El lugar de San José en el pesebre

El lugar de San José en el pesebre

Cuando leemos los textos de la Biblia que relatan el nacimiento de Jesús, advertimos que nos dicen muy poco de José: lo mínimo e indispensable para comprender cómo este buen hombre se hizo cargo de esos planes tan difíciles de digerir…

Roxana Fantin

José se pone la situación al hombro, toma la iniciativa, es protector, genera las condiciones necesarias para el nacimiento. Podemos imaginar cuánto debe haber consolado a María en ese viaje inoportuno hacia Belén, en las horas previas al parto… ¡Qué importante la labor de José!

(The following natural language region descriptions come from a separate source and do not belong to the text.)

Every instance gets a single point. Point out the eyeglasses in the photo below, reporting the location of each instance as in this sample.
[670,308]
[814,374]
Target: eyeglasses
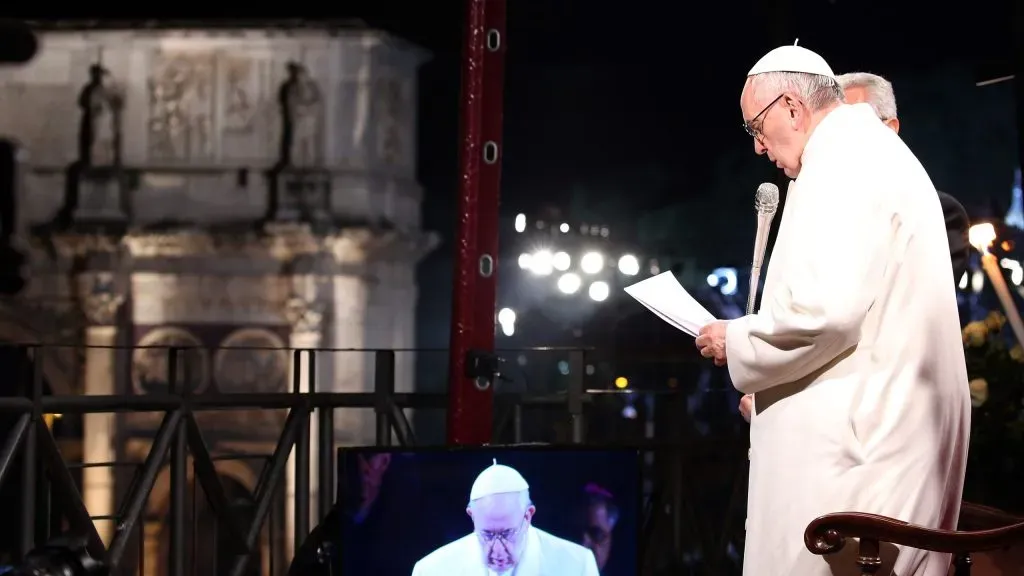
[754,126]
[505,536]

Y sin embargo, cuando contemplamos el pesebre, nuestra atención se suele centrar en el niñito Jesús. Y sí, por supuesto, ¿acaso no es eso la Navidad? También reparamos en María, en su maternidad recién estrenada que anticipa la labor que le sobrevendrá como mamá del mundo...

¿Y dónde queda José? José también, claro, no puede faltar en el pesebre; pero casi en un tercer lugar… Un tercer lugar que, a lo largo de la Biblia, pasa al cuarto, al quinto, hasta desaparecer casi por completo de los evangelios que nos narran la vida de Jesús.

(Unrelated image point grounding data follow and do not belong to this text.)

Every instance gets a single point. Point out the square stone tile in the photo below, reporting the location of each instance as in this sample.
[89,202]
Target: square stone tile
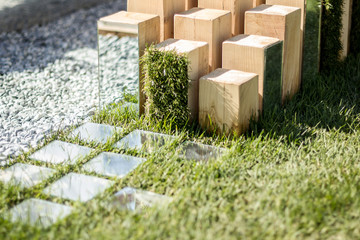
[99,133]
[58,152]
[39,212]
[143,140]
[25,175]
[133,199]
[112,164]
[78,187]
[200,152]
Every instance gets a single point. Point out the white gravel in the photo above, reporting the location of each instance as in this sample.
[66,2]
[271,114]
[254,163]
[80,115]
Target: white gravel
[48,77]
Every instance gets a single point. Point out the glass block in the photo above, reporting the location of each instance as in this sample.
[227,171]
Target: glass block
[39,212]
[143,140]
[133,199]
[60,152]
[78,187]
[200,152]
[25,175]
[112,164]
[99,133]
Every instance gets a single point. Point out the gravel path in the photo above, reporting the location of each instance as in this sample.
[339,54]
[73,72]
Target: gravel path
[48,77]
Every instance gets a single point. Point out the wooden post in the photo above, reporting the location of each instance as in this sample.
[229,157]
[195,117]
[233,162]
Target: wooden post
[258,2]
[237,9]
[346,28]
[228,99]
[208,25]
[189,4]
[164,8]
[299,4]
[145,26]
[260,55]
[280,22]
[198,54]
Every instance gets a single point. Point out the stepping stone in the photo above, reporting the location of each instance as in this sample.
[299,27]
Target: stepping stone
[94,132]
[39,212]
[60,152]
[133,199]
[78,187]
[200,152]
[25,175]
[113,165]
[143,140]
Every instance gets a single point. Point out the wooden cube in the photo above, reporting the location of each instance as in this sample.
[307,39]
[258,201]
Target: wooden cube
[284,23]
[260,55]
[237,9]
[208,25]
[164,8]
[198,54]
[189,4]
[302,5]
[146,27]
[228,99]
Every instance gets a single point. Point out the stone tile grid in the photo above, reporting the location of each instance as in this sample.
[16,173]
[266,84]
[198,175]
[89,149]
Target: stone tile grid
[94,132]
[78,187]
[58,152]
[113,165]
[25,175]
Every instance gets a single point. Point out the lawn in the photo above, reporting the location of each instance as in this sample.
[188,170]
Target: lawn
[294,175]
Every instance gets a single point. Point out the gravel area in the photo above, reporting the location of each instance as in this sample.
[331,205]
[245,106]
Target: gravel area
[48,77]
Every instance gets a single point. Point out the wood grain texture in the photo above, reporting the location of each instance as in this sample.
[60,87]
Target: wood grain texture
[198,54]
[164,8]
[284,23]
[299,4]
[248,53]
[236,7]
[228,99]
[207,25]
[145,26]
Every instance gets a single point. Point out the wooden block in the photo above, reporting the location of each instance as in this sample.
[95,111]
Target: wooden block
[258,2]
[189,4]
[164,8]
[228,99]
[346,27]
[260,55]
[280,22]
[236,7]
[198,54]
[145,26]
[299,4]
[208,25]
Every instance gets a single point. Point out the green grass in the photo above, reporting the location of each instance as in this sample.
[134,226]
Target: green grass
[294,175]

La presencia de José en la historia de la salvación me hizo pensar en la de la mayoría de nosotros. Sin José, María no habría podido cumplir el plan divino. Sin José, no sabemos si Jesús habría podido nacer y crecer hasta llegar sano y salvo a su hora. José es esa intervención humana sin protagonismo, sin nada aparentemente espectacular que sobresalga de su labor. El fue simplemente obediente, creyó e hizo tan sólo lo que sabía hacer en la vida: ni más ni menos… Debe haber pasado al lado de Jesús más tiempo que cualquier otra persona; pero poco sabemos lo que pensaba o decía. Sí, José no fue famoso en su época. Aún en el pesebre, su lugar es silencioso.

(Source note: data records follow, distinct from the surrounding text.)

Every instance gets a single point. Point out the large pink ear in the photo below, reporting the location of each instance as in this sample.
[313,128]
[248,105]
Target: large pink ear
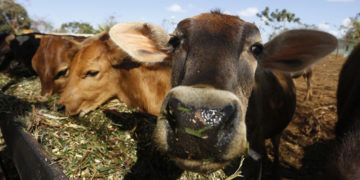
[295,50]
[144,42]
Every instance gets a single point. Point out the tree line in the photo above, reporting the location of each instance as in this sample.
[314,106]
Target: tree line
[14,18]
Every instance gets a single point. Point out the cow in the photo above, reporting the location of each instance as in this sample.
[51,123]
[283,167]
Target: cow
[307,75]
[344,163]
[214,58]
[102,70]
[20,49]
[52,60]
[5,52]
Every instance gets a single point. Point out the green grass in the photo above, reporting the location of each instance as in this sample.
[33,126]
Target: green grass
[88,147]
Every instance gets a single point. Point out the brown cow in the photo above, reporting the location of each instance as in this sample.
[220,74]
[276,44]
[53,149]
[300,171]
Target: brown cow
[214,59]
[307,75]
[52,59]
[102,70]
[345,161]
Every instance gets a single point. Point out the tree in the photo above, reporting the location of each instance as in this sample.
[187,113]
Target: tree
[42,25]
[77,27]
[13,17]
[110,22]
[352,31]
[278,19]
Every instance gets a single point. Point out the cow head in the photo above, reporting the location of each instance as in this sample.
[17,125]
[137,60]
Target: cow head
[214,57]
[102,69]
[52,60]
[5,39]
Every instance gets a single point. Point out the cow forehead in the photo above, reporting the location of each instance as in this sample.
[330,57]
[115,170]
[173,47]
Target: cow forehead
[215,26]
[213,23]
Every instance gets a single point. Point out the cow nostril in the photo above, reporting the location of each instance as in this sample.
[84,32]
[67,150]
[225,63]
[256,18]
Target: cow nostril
[229,111]
[170,112]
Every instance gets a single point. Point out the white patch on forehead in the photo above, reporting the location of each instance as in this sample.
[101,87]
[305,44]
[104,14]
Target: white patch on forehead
[197,97]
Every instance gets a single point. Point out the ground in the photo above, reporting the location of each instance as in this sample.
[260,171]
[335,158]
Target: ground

José acompaña el plan de Dios; no lo idea, no lo tracciona, no lo cuestiona, no lo relata, no es su protagonista. El sólo acompaña. Como nosotros, tantas veces, en el silencio, fuera de la vista de la gente, en la soledad. ¡Qué difícil a veces ser José! Acompañar con fidelidad y no sentirse reconocido por esa persona tan cercana… ¡Qué difícil el trabajo meramente humano, rutinario, a veces sin brillo! Generar las condiciones para que otros se destaquen y luego desaparecer de la escena… Hacer, con todo el esfuerzo, algo que a los ojos de los demás parece una pavada… “Y bue, si a mí se me hubiera presentado el ángel yo también habría creído…” Sí, es difícil ser José, todos los días. Es difícil el tercer lugar. Porque alguna vez nos enseñamos, como sociedad, que hay lugares mejores que otros. Y que al tercer puesto le sigue el premio consuelo…

Estoy segura que a los ojos de Dios la historia se ve muy diferente. Y que el tercer puesto es sólo la tercera parte de una realidad única y maravillosa que es la Divina Providencia, donde cada uno, en su misteriosa libertad da lo que tiene de sí, contribuyendo sin más ni menos, a que suceda lo mejor para los otros.